Education & Training

Project PEACHES: A sexual health primer for teen girls and pediatric residents

Chief Resident Bako Orionzi, MD, Co-Director, Project Peaches

The group of 20 pediatric residents listened intently as the 15-year-old girl told them how she had come to believe that douching with rubbing alcohol after sex would prevent pregnancy. Her pediatrician had never brought up the topic of contraception with her, so she had gone to her older cousin for advice. “Who else was I going to talk to?” she asked.

The girl, along with several other girls, was participating in a panel discussion to help pediatricians in training learn how best to take care of teens’ sexual health. “These are girls from the South Side of Chicago, who are our patients,” said Chief Resident Bako Orionzi, MD. “We need to know how to communicate medical care with them, and to do it in a way that is sensitive to such issues as the lingering distrust of the medical profession that stems from the forced sterilization of Black women many years ago.”

Orionzi co-directs Project PEACHES, which stands for Pediatricians Engaging Adolescents for Contraception, Health Education and Safe Sex. There are two parts to the program — preparing pediatric residents to be comfortable and confident caring for their patients’ sexual health and educating teen girls on preventing adolescent pregnancy and sexually transmitted infections. Project PEACHES has been recognized by the Accreditation Council for Graduate Medical Education with an award for innovative resident/fellow-led projects.

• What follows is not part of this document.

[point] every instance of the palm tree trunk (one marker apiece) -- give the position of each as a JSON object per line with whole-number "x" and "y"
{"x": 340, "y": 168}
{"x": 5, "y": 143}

Now in its third year, Project PEACHES began as an academic-community partnership. Pediatric residents at the University of Chicago Medicine work with a local community nonprofit, the Gyrls in the H.O.O.D Foundation, to teach a 10-week program to small groups of teen girls at a community center. “The founder of Gyrls in the H.O.O.D wanted to educate girls about preventing unwanted pregnancies so they would stay in school, and to provide teen girls with resources so they weren’t repeatedly coming to the ED for STI testing, treatment and pregnancy tests,” said Orionzi. The residents help teach classes on contraception, menstruation and puberty, STI prevention and treatment, and relationship safety.

“We are going out into the community to meet our patients where they are, instead of waiting for them to come to us in the clinic or ED,” said Orionzi. “We are delivering preventative care based on what these teens tell us they need.”

The girls who participate in the program receive free “H.O.O.D Kits,” which contain menstrual and hygiene supplies, condoms, emergency contraception, pregnancy tests, and educational materials about contraception and STI prevention. The kits are also distributed at community events and in the UChicago Medicine Comer Children’s Hospital emergency department. “Giving a kit to a teen who comes to the ED for any reason gives residents another opportunity to discuss STIs and other reproductive health issues, and to give them information about resources so they know where to go,” said Orionzi. To date, more than 100 H.O.O.D Kits have been distributed.

The second goal of Project PEACHES is to give pediatricians in training a more comprehensive education on sexual health. Besides the panel discussion with the teen girls, residents attend a lecture series organized by the project team that brings in experts on adolescent reproductive health, from both the University of Chicago and other institutions. “Pediatricians have gaps in their education about how to discuss sexual health with their teen patients, including racial minorities, LGBTQ adolescents, or people with disabilities or special needs,” said Orionzi. Lecture topics include the history of racism in reproductive health and medicine, contraception counseling based on principles of reproductive justice, LGBTQ adolescent health, and caring for adolescent mothers and their children.

One eye-opener for Orionzi came from a teenage mom whose baby had been in the neonatal intensive care unit. “She explained that she felt supported by providers while her baby was in the hospital, but not after she brought her baby home. The baby received well-baby visits, but she was 17 and still within the purview of pediatric care. We weren’t checking to make sure she was seeing a pediatrician herself. We need to be asking that question.”

Orionzi is hopeful that with continued funding, Project PEACHES can expand its reach. “We’d like to educate larger groups of teens, perhaps in schools or other organizations teens participate in,” she said. “And we’d like to enlist more residents, perhaps those in emergency medicine and internal medicine. Residents in all specialties want to get involved in our community, and this project enables that engagement while enhancing their training.”